Add CamoFox Browser lockfile example and verified case study

CHANGELOG.md

@@ -13,6 +13,7 @@ All notable changes to CVE Lite CLI will be documented in this file.
 - LangChain.js case study added with verified baseline scan of a pnpm lockfile snapshot (`examples/langchainjs/`, 2,174 packages, 13 findings at revision `1503c9b`), including CVE Lite CLI vs `pnpm audit` comparison and lean-graph triage narrative.
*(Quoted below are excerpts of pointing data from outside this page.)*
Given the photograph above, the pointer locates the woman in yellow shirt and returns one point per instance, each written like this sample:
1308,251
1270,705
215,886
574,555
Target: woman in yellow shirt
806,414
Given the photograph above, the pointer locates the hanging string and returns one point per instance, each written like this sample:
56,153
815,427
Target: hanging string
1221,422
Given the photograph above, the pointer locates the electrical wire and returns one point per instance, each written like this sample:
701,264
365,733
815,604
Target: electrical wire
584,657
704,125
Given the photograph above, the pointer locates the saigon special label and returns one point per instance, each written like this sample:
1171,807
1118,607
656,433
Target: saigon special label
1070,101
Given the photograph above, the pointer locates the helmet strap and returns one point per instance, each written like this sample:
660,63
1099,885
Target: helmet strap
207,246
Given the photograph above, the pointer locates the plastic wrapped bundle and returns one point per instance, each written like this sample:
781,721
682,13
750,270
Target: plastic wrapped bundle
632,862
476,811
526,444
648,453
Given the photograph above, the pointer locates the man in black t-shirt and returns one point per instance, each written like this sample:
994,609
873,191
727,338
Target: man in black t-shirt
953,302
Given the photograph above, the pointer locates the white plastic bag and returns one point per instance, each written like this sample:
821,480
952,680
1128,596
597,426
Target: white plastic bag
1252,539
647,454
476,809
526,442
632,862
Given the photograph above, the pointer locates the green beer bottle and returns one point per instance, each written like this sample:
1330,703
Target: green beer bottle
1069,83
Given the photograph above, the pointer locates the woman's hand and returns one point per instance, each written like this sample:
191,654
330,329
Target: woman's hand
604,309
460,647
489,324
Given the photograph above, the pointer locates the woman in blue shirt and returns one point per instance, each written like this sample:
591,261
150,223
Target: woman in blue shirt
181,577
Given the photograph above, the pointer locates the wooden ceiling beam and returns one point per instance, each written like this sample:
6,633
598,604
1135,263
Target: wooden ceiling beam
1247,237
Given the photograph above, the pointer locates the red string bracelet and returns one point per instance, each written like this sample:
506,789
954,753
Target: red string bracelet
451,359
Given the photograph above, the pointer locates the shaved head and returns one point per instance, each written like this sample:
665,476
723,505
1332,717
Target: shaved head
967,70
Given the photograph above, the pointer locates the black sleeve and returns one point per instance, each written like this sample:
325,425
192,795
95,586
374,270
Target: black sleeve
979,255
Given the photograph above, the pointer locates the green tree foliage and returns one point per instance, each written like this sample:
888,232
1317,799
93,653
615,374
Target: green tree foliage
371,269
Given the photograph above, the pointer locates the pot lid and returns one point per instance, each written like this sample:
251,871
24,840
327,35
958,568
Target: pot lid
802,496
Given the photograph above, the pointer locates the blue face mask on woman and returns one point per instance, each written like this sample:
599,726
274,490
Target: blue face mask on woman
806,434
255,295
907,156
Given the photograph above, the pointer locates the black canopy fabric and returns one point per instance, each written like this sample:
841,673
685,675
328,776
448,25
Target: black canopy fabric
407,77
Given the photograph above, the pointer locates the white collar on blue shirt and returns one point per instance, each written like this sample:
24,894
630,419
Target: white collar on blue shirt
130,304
 - OpenAI Agents SDK (JavaScript) case study added with verified baseline scan of a pnpm lockfile snapshot (`examples/openai-agents-js/`, 1,683 packages, 31 findings at revision `f76fc19`), including all-transitive parent-tracing narrative and CVE Lite CLI vs `pnpm audit` comparison.
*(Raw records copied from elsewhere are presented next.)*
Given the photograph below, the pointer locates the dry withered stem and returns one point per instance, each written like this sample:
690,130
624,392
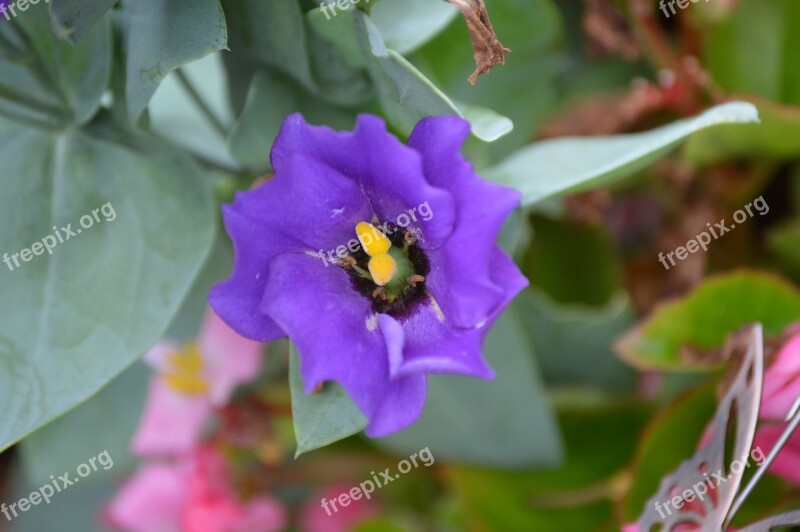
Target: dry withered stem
488,50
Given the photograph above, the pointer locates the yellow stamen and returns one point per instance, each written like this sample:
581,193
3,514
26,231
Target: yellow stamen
184,373
382,268
373,241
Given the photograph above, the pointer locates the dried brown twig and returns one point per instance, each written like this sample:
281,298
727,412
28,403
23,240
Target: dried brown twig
488,50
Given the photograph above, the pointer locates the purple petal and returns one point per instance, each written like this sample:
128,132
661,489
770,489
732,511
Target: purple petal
338,339
461,277
390,173
427,344
307,206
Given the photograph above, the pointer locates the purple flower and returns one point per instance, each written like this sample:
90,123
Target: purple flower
378,260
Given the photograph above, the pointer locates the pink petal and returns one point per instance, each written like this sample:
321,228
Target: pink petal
172,422
782,381
230,359
263,514
151,501
316,518
787,464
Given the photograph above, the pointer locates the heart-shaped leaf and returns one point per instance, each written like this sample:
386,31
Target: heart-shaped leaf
162,35
137,226
321,418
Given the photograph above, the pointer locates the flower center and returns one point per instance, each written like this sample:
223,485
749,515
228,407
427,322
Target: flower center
184,372
389,268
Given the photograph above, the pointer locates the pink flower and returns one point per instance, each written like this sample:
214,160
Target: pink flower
189,382
781,388
192,494
316,519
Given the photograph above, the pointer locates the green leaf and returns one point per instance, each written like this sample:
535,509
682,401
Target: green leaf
322,418
271,33
753,49
776,138
77,74
668,440
672,337
72,19
574,343
162,35
599,443
405,94
784,241
271,98
408,24
570,165
573,262
106,422
83,314
526,89
470,420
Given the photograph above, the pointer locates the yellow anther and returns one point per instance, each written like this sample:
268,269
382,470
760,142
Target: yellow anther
184,373
373,241
382,268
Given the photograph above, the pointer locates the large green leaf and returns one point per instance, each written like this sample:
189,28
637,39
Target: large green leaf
272,33
471,420
72,19
568,165
408,24
324,417
271,98
578,495
574,342
753,47
573,262
777,137
162,35
669,439
405,94
73,320
674,336
74,77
 - n8n case study added with verified baseline scan of a pnpm lockfile snapshot (`examples/n8n/`, 3,746 packages, 32 findings at revision `e2e0394`), including CVE Lite CLI vs `pnpm audit` comparison.
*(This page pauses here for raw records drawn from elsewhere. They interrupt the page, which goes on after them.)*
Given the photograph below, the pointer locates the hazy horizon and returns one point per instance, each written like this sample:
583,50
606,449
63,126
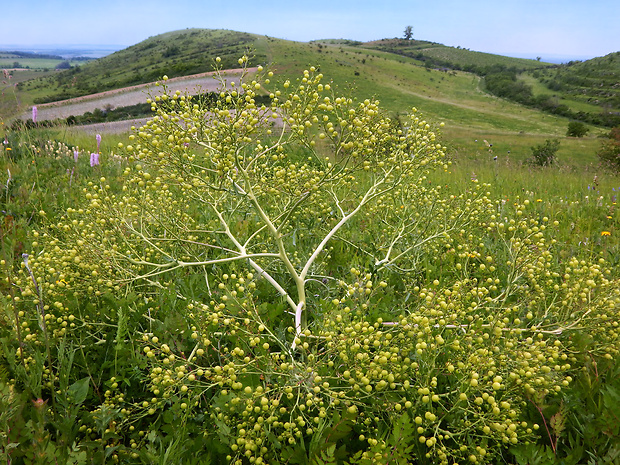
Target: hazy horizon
101,50
530,28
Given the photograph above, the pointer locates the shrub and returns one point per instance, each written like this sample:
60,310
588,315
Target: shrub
279,283
544,154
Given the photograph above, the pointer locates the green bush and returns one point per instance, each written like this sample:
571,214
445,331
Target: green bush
280,283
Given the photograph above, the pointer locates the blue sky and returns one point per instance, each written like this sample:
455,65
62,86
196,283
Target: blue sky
568,28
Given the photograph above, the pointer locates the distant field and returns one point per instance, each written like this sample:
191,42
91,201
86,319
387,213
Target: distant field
33,63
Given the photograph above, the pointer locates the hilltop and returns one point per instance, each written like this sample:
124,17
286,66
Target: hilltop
478,95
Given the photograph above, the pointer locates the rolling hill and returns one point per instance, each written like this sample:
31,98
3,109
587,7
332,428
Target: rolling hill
448,84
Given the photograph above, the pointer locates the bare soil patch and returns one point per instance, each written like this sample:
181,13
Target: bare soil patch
193,84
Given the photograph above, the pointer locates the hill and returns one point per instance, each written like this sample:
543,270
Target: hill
449,84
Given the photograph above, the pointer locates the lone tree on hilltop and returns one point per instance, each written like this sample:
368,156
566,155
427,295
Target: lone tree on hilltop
408,33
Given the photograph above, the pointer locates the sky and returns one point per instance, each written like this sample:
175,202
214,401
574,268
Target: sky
571,29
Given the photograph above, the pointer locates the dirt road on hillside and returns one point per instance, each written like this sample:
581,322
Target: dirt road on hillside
193,84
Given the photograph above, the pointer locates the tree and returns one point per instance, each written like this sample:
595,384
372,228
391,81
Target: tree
409,33
544,154
285,278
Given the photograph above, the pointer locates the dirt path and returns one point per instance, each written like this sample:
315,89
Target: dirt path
133,95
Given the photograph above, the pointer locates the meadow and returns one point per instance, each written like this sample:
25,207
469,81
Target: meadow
364,285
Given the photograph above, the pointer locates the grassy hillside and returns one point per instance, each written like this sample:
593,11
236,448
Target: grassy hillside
437,55
402,74
177,53
595,82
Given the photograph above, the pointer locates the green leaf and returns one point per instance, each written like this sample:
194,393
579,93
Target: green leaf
78,391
+- CamoFox Browser case study added with verified baseline scan of an npm lockfile snapshot (`examples/camofox-browser/`, 435 packages, 2 findings at revision `ce3a3b0`), including within-range vs parent-upgrade `qs` remediation narrative and CVE Lite CLI vs `npm audit` comparison.
 
 ## [1.19.1] - 2026-06-02
 

README.md

@@ -220,9 +220,10 @@ CVE Lite CLI has been evaluated against real open-source projects to verify that
 - [LangChain.js](https://owasp.org/cve-lite-cli/docs/case-studies/langchainjs) — verified baseline scan of a pnpm LLM-framework monorepo (2,174 packages, 13 findings at revision `1503c9b`) with a lean-graph profile, three high-severity findings with validated fix targets, and a malicious-package advisory on OpenSearch integration paths
 - [OpenAI Agents SDK (JavaScript)](https://owasp.org/cve-lite-cli/docs/case-studies/openai-agents-js) — verified baseline scan of a pnpm AI-agent monorepo (1,683 packages, 31 findings at revision `f76fc19`) with 0 direct findings, MCP/Daytona parent clusters, and one generated `verdaccio` parent-upgrade command
 - [n8n](https://owasp.org/cve-lite-cli/docs/case-studies/n8n) — verified baseline scan of a workflow automation pnpm monorepo (3,746 packages, 32 findings at revision `e2e0394`) with one direct `turbo` fix, four command groups, and email/editor transitive clusters
+- [CamoFox Browser](https://owasp.org/cve-lite-cli/docs/case-studies/camofox-browser) — verified baseline scan of an AI agent browser automation npm graph (435 packages, 2 findings at revision `ce3a3b0`) with dual `qs` fix strategies — within-range `npm update qs` and parent `npm install express@4.22.2`
 - [Storybook](https://owasp.org/cve-lite-cli/docs/case-studies/storybook) — verified baseline scan of a Yarn Berry monorepo (3,008 packages, 92 findings at revision `cc19ae1`) spanning cross-framework sandbox templates, five critical transitive chains, and one direct vite fix command
 
-In-repo lockfile fixtures for Astro, Turborepo, Visual Studio Code, Gatsby, Vercel AI SDK, Mastra, Lit, LangChain.js, OpenAI Agents JS, n8n, and Storybook live under [`examples/`](examples/readme.md) — clone the repo and scan immediately without downloading full upstream checkouts.
+In-repo lockfile fixtures for Astro, Turborepo, Visual Studio Code, Gatsby, Vercel AI SDK, Mastra, Lit, LangChain.js, OpenAI Agents JS, n8n, CamoFox Browser, and Storybook live under [`examples/`](examples/readme.md) — clone the repo and scan immediately without downloading full upstream checkouts.
 
 These are not demos. They are documented scans against real codebases with real findings, recorded before and after applying fix commands.